Entropy and Hausdorff Dimension in Random Growing Trees

TL;DR

This paper studies the growth and geometric properties of random trees formed by preferential attachment, deriving explicit formulas for the Hausdorff dimension of a measure on the leaves, revealing deep fractal structure.

Contribution

It introduces a new framework for analyzing the Hausdorff dimension of measures on limiting random trees in preferential attachment models.

Findings

Hausdorff and packing dimensions are equal and constant almost surely.

The local dimension equals the Hausdorff dimension at almost every point.

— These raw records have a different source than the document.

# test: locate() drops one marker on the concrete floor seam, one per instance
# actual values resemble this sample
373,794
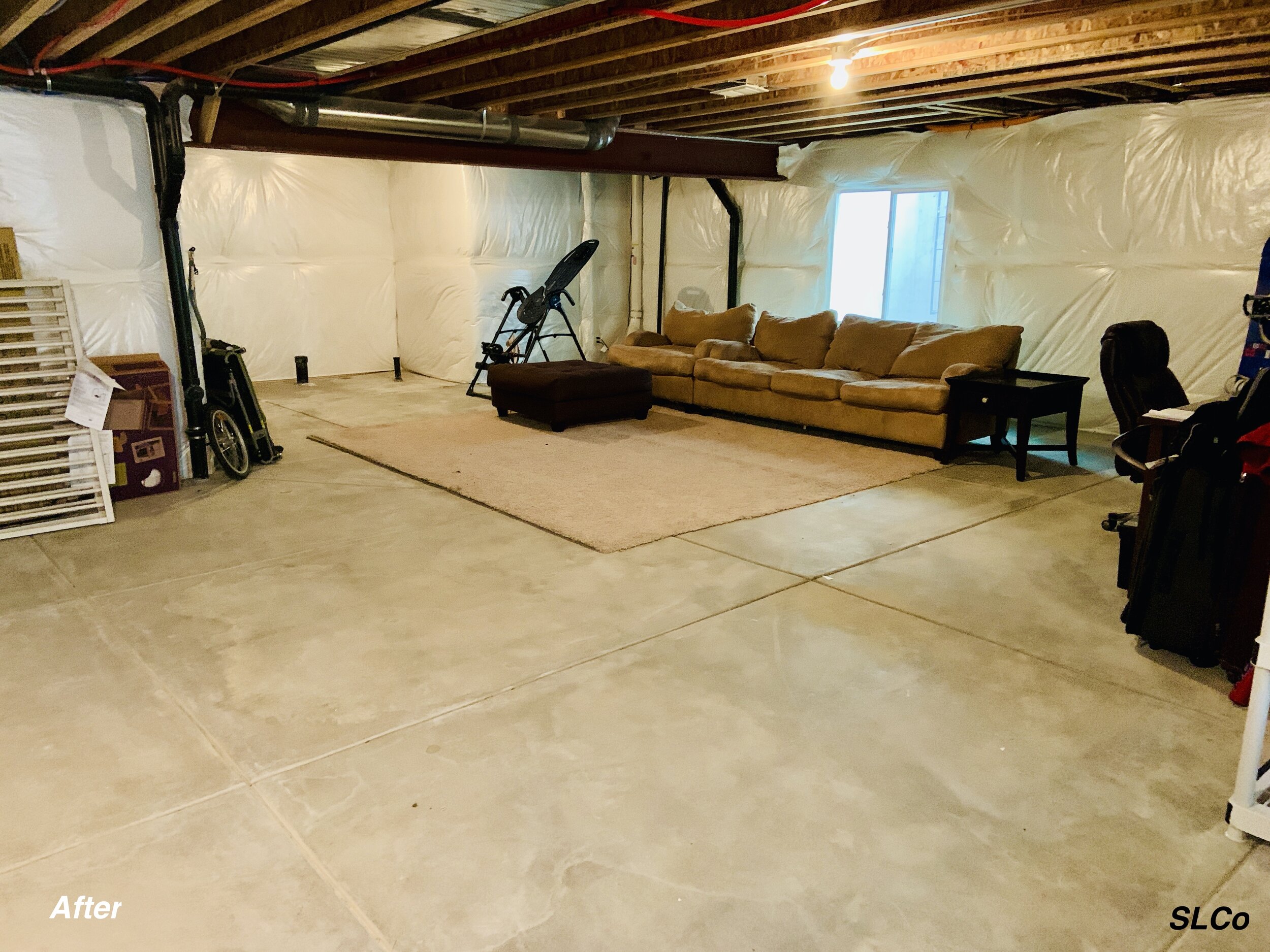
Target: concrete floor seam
1075,672
526,682
247,782
968,526
1174,942
901,549
111,831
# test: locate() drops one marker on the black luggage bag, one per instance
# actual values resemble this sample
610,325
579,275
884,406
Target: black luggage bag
1192,542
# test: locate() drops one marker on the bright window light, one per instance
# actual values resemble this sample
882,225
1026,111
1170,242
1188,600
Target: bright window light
888,254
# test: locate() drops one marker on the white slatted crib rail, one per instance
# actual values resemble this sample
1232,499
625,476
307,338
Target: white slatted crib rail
52,473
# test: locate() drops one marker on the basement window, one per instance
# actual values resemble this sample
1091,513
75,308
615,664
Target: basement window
888,254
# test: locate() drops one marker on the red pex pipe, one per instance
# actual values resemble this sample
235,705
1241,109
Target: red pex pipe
723,24
37,69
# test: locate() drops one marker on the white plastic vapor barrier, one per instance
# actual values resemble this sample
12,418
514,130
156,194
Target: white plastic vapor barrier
1077,221
785,247
464,235
295,257
77,186
78,189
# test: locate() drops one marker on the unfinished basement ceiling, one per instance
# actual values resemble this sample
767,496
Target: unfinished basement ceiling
911,65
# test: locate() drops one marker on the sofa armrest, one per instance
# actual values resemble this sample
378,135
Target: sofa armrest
962,370
646,338
727,351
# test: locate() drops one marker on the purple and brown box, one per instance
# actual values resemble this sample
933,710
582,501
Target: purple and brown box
141,418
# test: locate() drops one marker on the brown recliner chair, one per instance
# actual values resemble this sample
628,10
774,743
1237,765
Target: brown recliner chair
1136,374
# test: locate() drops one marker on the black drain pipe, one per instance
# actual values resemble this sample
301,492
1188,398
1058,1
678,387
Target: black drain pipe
661,253
733,210
168,156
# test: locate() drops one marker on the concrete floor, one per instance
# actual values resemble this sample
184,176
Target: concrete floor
334,709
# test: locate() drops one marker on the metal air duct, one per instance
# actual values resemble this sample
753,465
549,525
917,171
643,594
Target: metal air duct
442,122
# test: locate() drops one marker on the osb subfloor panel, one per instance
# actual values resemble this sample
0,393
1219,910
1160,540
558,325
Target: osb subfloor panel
334,709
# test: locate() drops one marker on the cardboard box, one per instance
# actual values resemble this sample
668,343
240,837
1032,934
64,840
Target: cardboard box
141,418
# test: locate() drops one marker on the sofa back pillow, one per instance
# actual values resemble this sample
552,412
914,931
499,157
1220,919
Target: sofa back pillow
936,347
868,344
689,328
798,341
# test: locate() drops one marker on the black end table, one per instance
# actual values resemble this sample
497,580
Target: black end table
1019,395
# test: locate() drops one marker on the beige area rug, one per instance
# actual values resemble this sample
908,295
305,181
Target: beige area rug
615,485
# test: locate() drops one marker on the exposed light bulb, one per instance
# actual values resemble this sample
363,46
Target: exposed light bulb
839,59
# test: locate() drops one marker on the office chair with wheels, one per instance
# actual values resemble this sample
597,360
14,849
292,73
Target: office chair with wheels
1136,374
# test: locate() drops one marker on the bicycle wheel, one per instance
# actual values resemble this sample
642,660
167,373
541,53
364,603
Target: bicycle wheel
228,445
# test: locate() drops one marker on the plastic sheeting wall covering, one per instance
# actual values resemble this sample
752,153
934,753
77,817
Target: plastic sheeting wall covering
77,186
1077,221
78,189
464,235
785,247
295,257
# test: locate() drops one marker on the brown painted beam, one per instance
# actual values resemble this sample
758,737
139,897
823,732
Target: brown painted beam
21,16
89,28
239,126
139,26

An explicit formula for the dimension based on the attachment rule is provided.

Abstract

We investigate the limiting behavior of random tree growth in preferential attachment models. The tree stems from a root, and we add vertices to the system one-by-one at random, according to a rule which depends on the degree distribution of the already existing tree. The so-called weight function, in terms of which the rule of attachment is formulated, is such that each vertex in the tree can have at most K children. We define the concept of a certain random measure mu on the leaves of the limiting tree, which captures a global property of the tree growth in a natural way. We prove that the Hausdorff and the packing dimension of this limiting measure is equal and constant with probability one. Moreover, the local dimension of mu equals the Hausdorff dimension at mu-almost every point. We give an explicit formula for the dimension, given the rule of attachment.